Polarized X-ray diffraction anomalous near-edge structure study on the orbital physics of thin WSe₂ layers

The electronic structures at band edges play an important role in the physical properties of few-layer and monolayer WSe₂. In this study, polarization-dependent diffraction anomalous near-edge structure (DANES) is applied to measure and analyse the electronic orbitals of few-layer WSe₂. By selecting diffraction geometries with the electric field perpendicular or parallel to the c axis of few-layer WSe₂, this method can separately probe the in-plane and out-of-plane orbital components involved at the band edges.

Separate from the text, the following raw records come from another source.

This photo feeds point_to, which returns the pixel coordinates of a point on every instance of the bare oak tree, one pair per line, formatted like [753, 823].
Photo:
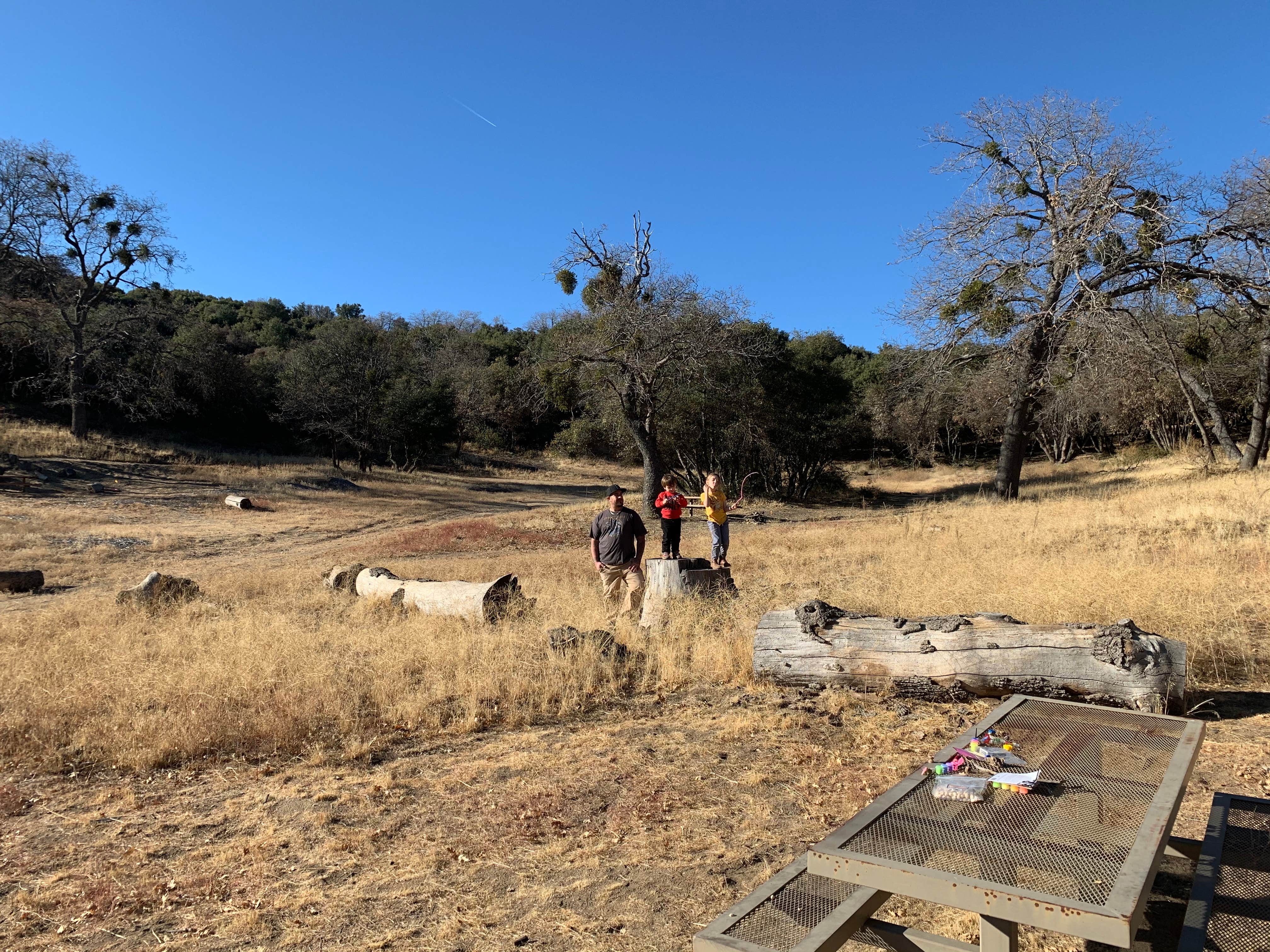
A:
[1062, 215]
[77, 246]
[639, 329]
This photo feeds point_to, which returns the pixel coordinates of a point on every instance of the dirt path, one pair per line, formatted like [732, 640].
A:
[173, 518]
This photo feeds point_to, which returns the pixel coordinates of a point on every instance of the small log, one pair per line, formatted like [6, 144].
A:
[667, 579]
[22, 581]
[158, 589]
[474, 601]
[950, 658]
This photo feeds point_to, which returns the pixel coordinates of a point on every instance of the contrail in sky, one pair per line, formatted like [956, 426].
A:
[473, 112]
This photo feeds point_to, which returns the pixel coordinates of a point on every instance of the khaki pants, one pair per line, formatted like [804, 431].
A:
[615, 578]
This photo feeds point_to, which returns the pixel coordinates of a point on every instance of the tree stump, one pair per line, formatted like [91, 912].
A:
[667, 579]
[474, 601]
[956, 657]
[22, 581]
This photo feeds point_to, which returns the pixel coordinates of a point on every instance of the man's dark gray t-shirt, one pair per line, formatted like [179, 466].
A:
[615, 535]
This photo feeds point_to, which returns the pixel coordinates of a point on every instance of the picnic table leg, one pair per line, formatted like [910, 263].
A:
[998, 935]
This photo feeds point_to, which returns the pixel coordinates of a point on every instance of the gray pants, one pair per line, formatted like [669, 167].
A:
[718, 542]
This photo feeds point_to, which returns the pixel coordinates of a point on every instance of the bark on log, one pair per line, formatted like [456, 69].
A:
[666, 579]
[950, 658]
[22, 581]
[475, 601]
[343, 578]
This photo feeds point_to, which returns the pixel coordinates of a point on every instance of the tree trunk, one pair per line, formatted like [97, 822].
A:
[1260, 402]
[986, 655]
[668, 579]
[644, 432]
[1014, 444]
[75, 386]
[1199, 423]
[1215, 412]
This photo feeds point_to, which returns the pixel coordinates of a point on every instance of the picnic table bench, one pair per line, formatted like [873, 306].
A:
[1078, 857]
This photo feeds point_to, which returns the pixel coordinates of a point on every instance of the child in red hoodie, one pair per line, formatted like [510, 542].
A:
[671, 504]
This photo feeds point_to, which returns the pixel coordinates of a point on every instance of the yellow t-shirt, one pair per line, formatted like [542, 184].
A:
[717, 507]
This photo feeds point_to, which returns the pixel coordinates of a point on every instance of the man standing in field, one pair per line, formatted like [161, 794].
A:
[618, 539]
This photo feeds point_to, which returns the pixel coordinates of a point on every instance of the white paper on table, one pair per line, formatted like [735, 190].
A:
[1020, 780]
[1010, 757]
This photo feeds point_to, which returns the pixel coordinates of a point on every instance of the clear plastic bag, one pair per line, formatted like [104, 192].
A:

The WSe₂ (00.8) surface normal was aligned and the preferred orientation of few-layer WSe₂ grown on an Al₂O₃ (00.1) substrate was identified. DANES was then performed for Se K-edge WSe₂ 00.8 and 11.0 reflections to examine the W 5d orbitals hybridized with the Se 4p orbitals: these two DANES spectra exhibit fairly anisotropic valence orbital characteristics in few-layer WSe₂. Coupled with first-principles calculations, these results allow the identification of the in-plane and out-of-plane orbital distribution and hybridization in WSe₂. At the conduction band edge, the contributions of p_x and p_y orbitals are predominant over p_z and the splitting of the p-orbital energy levels has been confirmed. Hence DANES is shown to be a useful synchrotron X-ray technique that can help identify the valence orbital structure of various 2D transition metal dichalcogenides.